Let's try this again:

a) Saddam Hussein and his Baathist Party (pre-war)
b) Baathist Party remnants (post-war)
c) Non-Iraqi's who seek to re-impose a regime of gay-killing and women-bashing on Iraqi's (post-war)
d) Morally incompetent ankle-biters who long for the status quo of French, German, and Russian companies leeching off the nearly dead carcass of Iraq.
e) Morally incompetent ankle-biters who long for the status quo of unaccounted UN commissions on the Food-For-Palaces program.
f) Black Helicopter UN haters who despise Bush for enforcing 17 UNSC resolutions, thus saving the UN's credibility.
g) All of the above

Capice?

Posted by: Tongue Boy at February 11, 2004 at 12:02 AM

Shhh... Don't explain it to Nemesis. The bewildered look he gets when anyone responds to him is classic.

Posted by: Sortelli at February 11, 2004 at 03:03 AM

Iraq is a mess? Like it was the bastion of social utopia pre-war? Duh.

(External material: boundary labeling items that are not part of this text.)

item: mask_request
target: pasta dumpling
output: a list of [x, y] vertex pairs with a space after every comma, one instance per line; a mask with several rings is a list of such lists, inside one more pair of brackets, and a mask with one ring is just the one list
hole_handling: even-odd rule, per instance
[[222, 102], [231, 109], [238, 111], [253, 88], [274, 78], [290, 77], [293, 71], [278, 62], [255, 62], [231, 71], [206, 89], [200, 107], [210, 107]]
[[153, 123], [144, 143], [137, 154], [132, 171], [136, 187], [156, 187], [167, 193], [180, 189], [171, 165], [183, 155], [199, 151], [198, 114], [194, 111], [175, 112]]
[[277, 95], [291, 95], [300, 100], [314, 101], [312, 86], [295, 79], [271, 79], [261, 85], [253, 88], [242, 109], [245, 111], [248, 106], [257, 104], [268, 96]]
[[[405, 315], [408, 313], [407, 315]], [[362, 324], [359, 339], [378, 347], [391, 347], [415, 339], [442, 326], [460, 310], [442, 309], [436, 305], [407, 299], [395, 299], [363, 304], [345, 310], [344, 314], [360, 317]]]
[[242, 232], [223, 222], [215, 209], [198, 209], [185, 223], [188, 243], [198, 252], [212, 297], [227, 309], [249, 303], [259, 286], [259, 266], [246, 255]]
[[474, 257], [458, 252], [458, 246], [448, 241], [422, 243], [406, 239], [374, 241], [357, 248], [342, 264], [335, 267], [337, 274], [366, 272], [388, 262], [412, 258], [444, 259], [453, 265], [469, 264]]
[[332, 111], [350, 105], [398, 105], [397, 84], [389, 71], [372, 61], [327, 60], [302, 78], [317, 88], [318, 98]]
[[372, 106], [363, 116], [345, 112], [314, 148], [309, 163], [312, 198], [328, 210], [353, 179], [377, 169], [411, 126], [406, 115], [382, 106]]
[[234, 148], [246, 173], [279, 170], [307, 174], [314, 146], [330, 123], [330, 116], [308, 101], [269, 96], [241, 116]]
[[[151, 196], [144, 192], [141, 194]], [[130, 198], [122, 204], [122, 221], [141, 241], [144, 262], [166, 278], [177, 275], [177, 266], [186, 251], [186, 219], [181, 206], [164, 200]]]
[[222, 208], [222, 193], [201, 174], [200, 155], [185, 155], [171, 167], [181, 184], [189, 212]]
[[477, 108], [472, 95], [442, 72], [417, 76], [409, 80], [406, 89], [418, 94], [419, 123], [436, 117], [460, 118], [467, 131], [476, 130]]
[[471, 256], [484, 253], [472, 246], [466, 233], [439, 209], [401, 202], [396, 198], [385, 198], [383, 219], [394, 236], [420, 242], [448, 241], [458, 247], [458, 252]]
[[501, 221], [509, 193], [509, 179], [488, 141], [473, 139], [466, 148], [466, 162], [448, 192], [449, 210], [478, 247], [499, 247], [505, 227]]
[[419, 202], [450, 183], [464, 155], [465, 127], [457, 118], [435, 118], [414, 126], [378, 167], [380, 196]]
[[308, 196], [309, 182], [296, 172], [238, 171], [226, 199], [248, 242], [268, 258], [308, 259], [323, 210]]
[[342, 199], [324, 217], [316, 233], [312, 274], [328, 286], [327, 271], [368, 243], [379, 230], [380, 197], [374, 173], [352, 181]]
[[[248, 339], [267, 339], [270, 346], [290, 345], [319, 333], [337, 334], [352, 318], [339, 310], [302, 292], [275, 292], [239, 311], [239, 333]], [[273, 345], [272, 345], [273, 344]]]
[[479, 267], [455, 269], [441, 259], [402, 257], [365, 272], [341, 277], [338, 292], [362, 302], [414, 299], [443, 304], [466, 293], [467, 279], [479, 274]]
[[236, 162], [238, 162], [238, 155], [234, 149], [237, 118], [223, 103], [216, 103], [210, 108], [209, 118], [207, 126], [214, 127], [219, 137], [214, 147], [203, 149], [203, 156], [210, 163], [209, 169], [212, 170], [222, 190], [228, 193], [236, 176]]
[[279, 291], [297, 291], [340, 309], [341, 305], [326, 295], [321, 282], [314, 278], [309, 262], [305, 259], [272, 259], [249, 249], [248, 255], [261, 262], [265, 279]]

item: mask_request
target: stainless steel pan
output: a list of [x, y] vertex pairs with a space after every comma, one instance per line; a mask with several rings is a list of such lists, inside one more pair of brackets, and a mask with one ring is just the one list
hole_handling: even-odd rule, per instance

Nemesis moving the goalposts in 3...2...1

Posted by: mateo_g at February 11, 2004 at 08:31 AM

Good thing it wasn't Bill Clinton with that turkey or they may have caught him on film with his pants around his ankles tickling that blow-up turkey's giblets. If you know what I mean?

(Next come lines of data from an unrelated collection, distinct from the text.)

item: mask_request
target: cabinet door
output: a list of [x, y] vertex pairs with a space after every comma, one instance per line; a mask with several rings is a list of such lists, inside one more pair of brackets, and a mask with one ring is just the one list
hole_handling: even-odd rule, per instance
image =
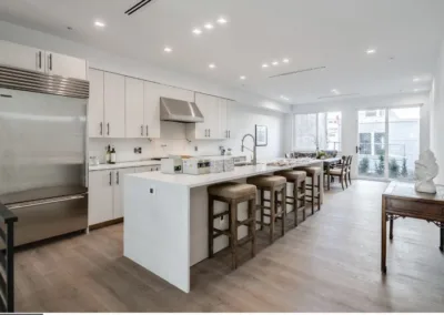
[[89, 173], [88, 225], [113, 219], [112, 171]]
[[88, 133], [91, 138], [101, 138], [103, 124], [103, 71], [90, 69], [90, 99], [88, 103]]
[[144, 138], [143, 81], [125, 78], [125, 138]]
[[160, 98], [163, 94], [163, 85], [147, 81], [143, 85], [143, 134], [145, 138], [160, 138]]
[[104, 72], [104, 125], [107, 138], [124, 138], [124, 77]]
[[87, 61], [51, 51], [46, 52], [47, 73], [87, 80]]
[[0, 64], [44, 72], [44, 51], [0, 41]]
[[113, 203], [114, 212], [113, 219], [123, 217], [123, 186], [124, 175], [134, 173], [134, 169], [121, 169], [114, 172], [114, 186], [113, 186]]
[[228, 100], [219, 99], [219, 139], [228, 139]]

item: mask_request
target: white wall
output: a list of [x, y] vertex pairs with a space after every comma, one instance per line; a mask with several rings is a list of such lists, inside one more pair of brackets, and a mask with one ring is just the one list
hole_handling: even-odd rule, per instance
[[[396, 94], [384, 96], [354, 98], [341, 101], [299, 104], [293, 106], [293, 114], [327, 111], [342, 112], [342, 154], [356, 152], [357, 111], [376, 108], [401, 108], [421, 105], [420, 152], [430, 148], [428, 93]], [[292, 142], [293, 144], [293, 142]], [[286, 149], [286, 146], [285, 146]], [[356, 159], [355, 159], [356, 161]], [[353, 174], [353, 173], [352, 173]], [[355, 174], [354, 174], [355, 175]]]
[[435, 78], [430, 93], [431, 149], [436, 155], [440, 173], [435, 180], [444, 184], [444, 42], [436, 62]]
[[235, 100], [242, 104], [270, 109], [279, 112], [290, 112], [290, 105], [269, 100], [258, 94], [248, 93], [240, 89], [223, 87], [216, 82], [209, 82], [199, 78], [168, 71], [147, 62], [131, 60], [111, 54], [81, 43], [65, 40], [40, 31], [14, 26], [0, 21], [0, 40], [51, 50], [54, 52], [78, 57], [89, 61], [91, 68], [102, 69], [130, 77], [154, 81], [167, 85], [178, 87], [192, 91], [204, 92], [226, 99]]
[[[185, 139], [185, 124], [161, 122], [161, 139], [154, 139], [152, 142], [147, 139], [90, 139], [90, 155], [99, 156], [103, 161], [104, 148], [108, 144], [115, 146], [118, 161], [140, 161], [168, 154], [214, 155], [220, 154], [219, 146], [223, 145], [225, 149], [232, 149], [233, 154], [246, 155], [250, 159], [249, 151], [241, 152], [241, 141], [244, 134], [254, 134], [255, 124], [266, 125], [269, 130], [269, 145], [258, 148], [258, 159], [283, 156], [284, 114], [242, 104], [230, 108], [229, 129], [232, 132], [229, 140], [189, 142]], [[252, 148], [252, 141], [245, 140], [245, 145]], [[142, 148], [142, 154], [133, 152], [135, 146]]]

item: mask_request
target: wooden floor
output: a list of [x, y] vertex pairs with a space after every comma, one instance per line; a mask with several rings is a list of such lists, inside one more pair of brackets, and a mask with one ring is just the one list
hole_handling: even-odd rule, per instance
[[122, 224], [24, 250], [17, 254], [16, 308], [443, 312], [444, 256], [437, 248], [435, 225], [395, 221], [394, 241], [387, 246], [387, 275], [380, 272], [385, 186], [362, 181], [345, 192], [332, 189], [321, 212], [236, 271], [230, 270], [226, 253], [193, 266], [190, 294], [122, 257]]

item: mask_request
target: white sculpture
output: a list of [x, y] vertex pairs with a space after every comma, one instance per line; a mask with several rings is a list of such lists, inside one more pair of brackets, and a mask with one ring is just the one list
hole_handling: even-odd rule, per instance
[[420, 160], [415, 161], [415, 190], [420, 193], [435, 194], [436, 186], [433, 179], [438, 171], [435, 154], [431, 150], [421, 153]]

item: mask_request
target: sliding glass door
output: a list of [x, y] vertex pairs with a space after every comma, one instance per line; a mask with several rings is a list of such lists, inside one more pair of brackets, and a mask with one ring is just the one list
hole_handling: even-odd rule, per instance
[[413, 180], [420, 153], [420, 108], [357, 113], [357, 174], [362, 179]]

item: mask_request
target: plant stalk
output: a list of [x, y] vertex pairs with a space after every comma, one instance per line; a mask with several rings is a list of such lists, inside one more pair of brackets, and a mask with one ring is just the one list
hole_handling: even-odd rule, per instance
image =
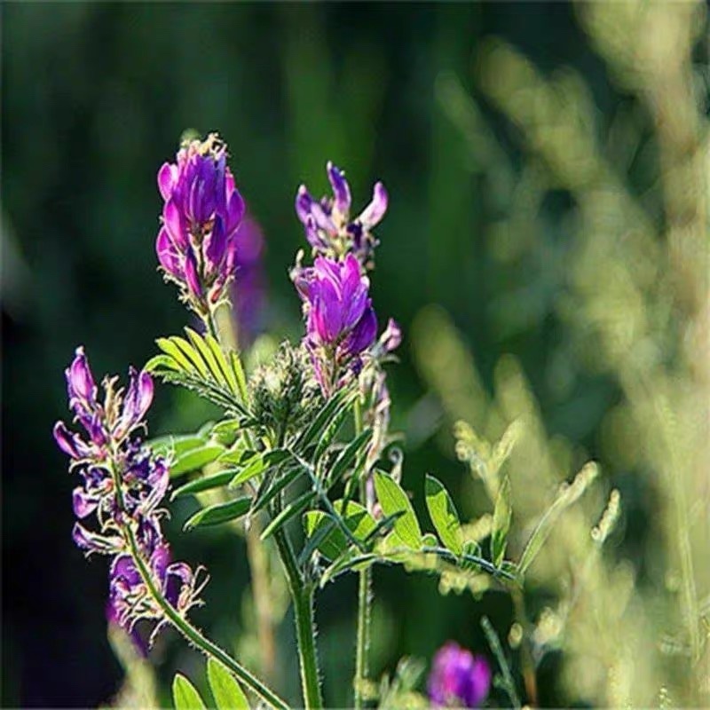
[[[281, 509], [278, 501], [274, 515]], [[320, 710], [323, 707], [320, 694], [320, 680], [318, 671], [318, 649], [316, 648], [316, 628], [313, 617], [313, 588], [304, 580], [298, 569], [291, 540], [283, 527], [273, 533], [279, 556], [281, 558], [288, 591], [294, 604], [296, 619], [296, 639], [298, 646], [298, 664], [301, 671], [301, 687], [304, 693], [304, 706], [306, 710]]]
[[236, 678], [250, 690], [259, 696], [264, 702], [277, 710], [288, 710], [288, 705], [279, 698], [272, 690], [267, 688], [258, 678], [252, 675], [243, 666], [233, 659], [226, 651], [211, 642], [209, 638], [202, 635], [186, 619], [168, 602], [157, 588], [153, 581], [150, 572], [146, 566], [146, 563], [140, 556], [136, 537], [133, 531], [129, 527], [128, 540], [130, 547], [130, 554], [140, 576], [148, 588], [151, 596], [161, 607], [166, 619], [179, 631], [191, 643], [193, 643], [206, 656], [210, 656], [223, 663], [236, 676]]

Posted by: Fat Cracker at February 11, 2004 at 05:49 PM

Can we please get past point-scoring and nit-picking? Although the US admin has clearly failed in it's general strategic plan, it is still possible to cement some moral gains.
But US-defenders need to come clean on the strategic stuff-ups.
And US-attackers need to acknowledge the possibility of moral progress.
Iraq was turned into a political mess by Husssein and his tribal clan.
Iraq was then turned into an economic mess by UN sanctions.
The US invasion is an attempt to clean up the mess, although it created some new ones in doing so.
The US started out well with the invasion, made some bad blues and are now lifting their game. Will they stay the course?
Here is a graphic showing some progress.
The authors of the chart have ambivalence about the current state of Iraq, with considerable trepidation about the consequences if the US should cut and run:

Almost all schools, courts and hospitals are open. But electricity production, telephone service and the availability of cooking and heating fuels are no better than they were before the invasion. Unemployment remains around 50 percent even if coalition forces have now helped create some 400,000 jobs. The Iraqi dinar is showing some strength, but a real economic recovery remains a distant prospect.
Against this backdrop, the coalition faces an enormous challenge as it tries to prepare the transition to Iraqi sovereignty this summer — and as it works to prevent growing anti-Americanism from fueling further violent resistance.

Iraq's messes may be worsened by theocrats moving in and the US moving out. It depends on the will of the US admin.
The Big Question: will the US admin revert to domestic Mayberry Machiavellians or turn into foreign Bismarkian Machiavellians?